This page is a mirror of Tepples' nesdev forum mirror (URL TBD).
Last updated on Oct-18-2019 Download

Compressing 1-bit tiles

Compressing 1-bit tiles
by on (#56855)
I looked at tokumaru's rewrite of the Codemasters Markov CHR codec. I noticed that it essentially transforms runs of identical pixels into a unary code: 0 represents one pixel, 10 represents two, 110 represents three, etc.

Dwedit has noticed that this scheme doesn't perform so well on tiles with 1 bit per pixel. These tiles are seen in text fonts and in decorative tiles representing things that are in the far background. Encoding run lengths in unary doesn't save any bits over not compressing the 1-bit tile at all: each pixel has one bit for whether it's the same color as the pixel to its left or the other color. In fact, there are two additional bits of overhead per line: one to state that the row isn't repeated, and one because the first pixel is always literal (not compressed), even in a tile with two colors mode 1 and the others mode 0.

I'm playing with the following techniques and seeing 15 to 20 percent off a font:
  1. Encoding 32x8 pixel areas instead of 8x8, to be rearranged by the unrolled code that copies the result to VRAM. This allows for capturing longer run lengths, such as the 1-pixel-tall gap at the bottom of glyphs with no descender or the 2-pixel-tall gap at the top of lowercase glyphs with no ascender.
  2. Gamma coding the run lengths. It slightly outperforms Golomb(M=2), which significantly outperforms unary.
  3. Swapping the code for the most common run length with the code for run length 1 pixel. This saves on (for example) fonts with lots of vertical strokes 2 pixels thick.

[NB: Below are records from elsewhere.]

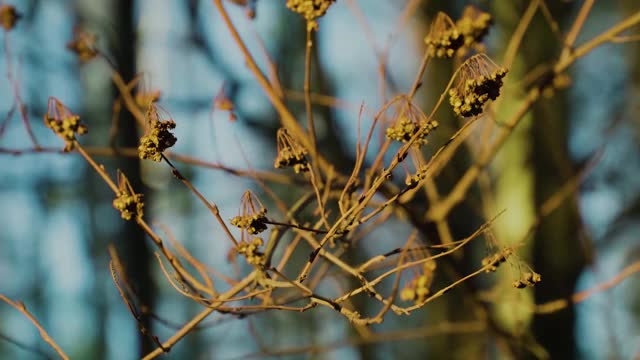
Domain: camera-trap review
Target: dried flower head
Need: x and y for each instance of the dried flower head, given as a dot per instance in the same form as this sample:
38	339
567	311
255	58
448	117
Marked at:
474	25
290	153
413	180
530	278
127	201
251	251
479	80
417	290
410	120
252	216
444	39
310	9
63	122
493	261
83	45
158	136
8	17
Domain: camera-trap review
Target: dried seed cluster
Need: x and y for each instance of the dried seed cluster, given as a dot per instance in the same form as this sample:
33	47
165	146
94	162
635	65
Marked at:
406	128
129	205
492	262
474	25
64	123
413	180
444	39
529	278
310	9
127	201
254	224
8	17
290	153
418	289
480	80
83	45
158	137
251	251
252	218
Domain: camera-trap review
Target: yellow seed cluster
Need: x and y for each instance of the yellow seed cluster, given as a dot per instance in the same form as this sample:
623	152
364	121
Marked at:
406	128
474	25
129	205
64	123
251	251
84	46
444	39
290	157
530	278
254	224
158	140
310	9
8	17
66	128
413	180
290	153
418	289
469	100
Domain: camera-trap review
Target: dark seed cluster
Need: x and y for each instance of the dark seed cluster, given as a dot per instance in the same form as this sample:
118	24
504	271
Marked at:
254	224
158	137
469	98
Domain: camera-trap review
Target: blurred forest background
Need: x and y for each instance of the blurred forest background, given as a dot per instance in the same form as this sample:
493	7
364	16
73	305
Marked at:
57	220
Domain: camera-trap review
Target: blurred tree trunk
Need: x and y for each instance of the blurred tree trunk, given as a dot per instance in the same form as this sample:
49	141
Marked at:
132	243
557	252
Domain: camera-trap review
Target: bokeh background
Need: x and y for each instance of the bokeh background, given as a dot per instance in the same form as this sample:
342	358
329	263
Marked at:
56	218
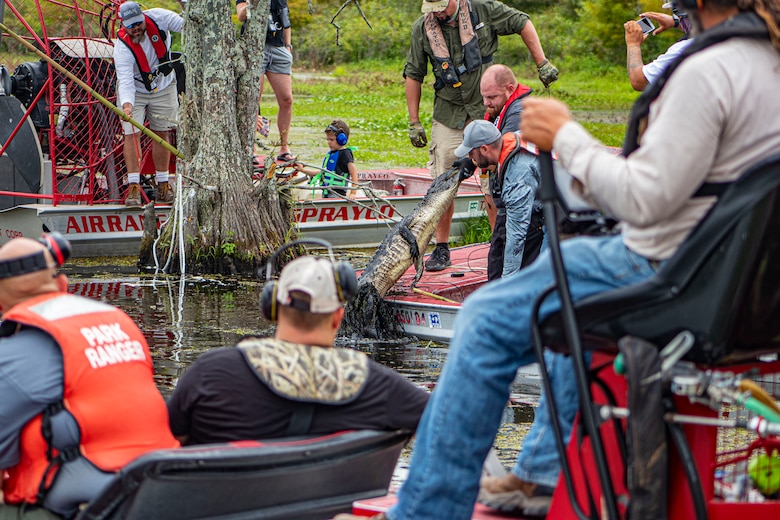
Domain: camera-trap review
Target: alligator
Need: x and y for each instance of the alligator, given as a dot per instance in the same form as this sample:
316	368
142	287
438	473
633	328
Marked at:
404	245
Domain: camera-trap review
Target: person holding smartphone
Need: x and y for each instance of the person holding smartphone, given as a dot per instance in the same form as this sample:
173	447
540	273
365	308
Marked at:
639	74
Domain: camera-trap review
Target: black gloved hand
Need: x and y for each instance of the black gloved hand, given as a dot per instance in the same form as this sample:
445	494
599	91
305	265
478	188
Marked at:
417	135
466	168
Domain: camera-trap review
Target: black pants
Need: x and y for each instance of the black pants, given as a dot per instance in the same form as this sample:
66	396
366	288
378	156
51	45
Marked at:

I'll release a demo once I have an encoder and decoder finalized.
Re: Compressing 1-bit tiles
by on (#56856)
tepples wrote:
Gamma coding

Hum, I had never seen that. The number of bits (minus one, because no number uses 0 bits) necessary to represent the value are encoded in unary, and then comes the value itself. Interesting. How can you represent 0, without it being interpreted as one extra bit in the next code? EDIT: I just read it can't encode the number 0, so you'd have encode the value + 1 and subtract 1 after decoding.

Anyway, I wonder if an auto-triggering RLE scheme (a run length is only encoded when a pixel repeats, even if this length is 0, in case the pixel doesn't repeat again) would work well in this case. I guess this is the only way to make RLE efficient when working with codes as small as 1 or 2 bits in small images.

If a very good compression for 1-bit tiles is devised, it would be cool if it performed well on normal NES tiles too, since they are basically composed of 2 1-bit tiles. I don't think RLE alone will do much though, we must do something about larger repeating patterns, not only single pixels.

by on (#56863)
I'd never seen gamma coding either, that's ingenious. I'm very interested in the results here, since there's recently been a resurgence in popularity for simpler graphics that could use this compression.


by on (#56905)
I always did "repeat last row" encoding for 1bit graphics. Though that's almost always for fonts and not other detail. Compression results vary, obviously, but I was able to compress a whole 96 character font set to 55-60% of the original.

There's also other techniques, like the changing the format of the graphics themselves. Changing horizontal bitmap to vertical rows instead or even re-ordering to zig-zag format. Before compressing.

by on (#57144)
Today, I managed to round-trip SMB1's CHR through the Python encoder and 6502 asm decoder. So I feel ready to release exact ratios that I've managed to achieve, which approach within a couple percent of CMM on pretty much everything but SMB1:

Concentration Room
titlegfx.chr (plenty of 1-bit tiles)
compressed 22528 bits to 11909 saving 47%
compressed 32768 bits to 20712 saving 36%

compressed 32768 bits to 18475 saving 43%

Super Mario Bros.
smb1bg.chr (minus tiles containing title screen data)
compressed 30720 bits to 18660 saving 39%

Perhaps after I release the encoder, hopefully tomorrow night, someone could help figure out why CMM kicks the behind of the (admittedly less sophisticated) format that I'm using for 2-bit tiles on compression ratio for SMB1.

by on (#57235)
As you can see from the file sizes in the zipfile, it even beats PNG.

It encodes 2-bit tiles similarly to 1-bit tiles, except instead of using a lookup table for each color as in CMM, it uses only one table that gets EOR'd against the current color.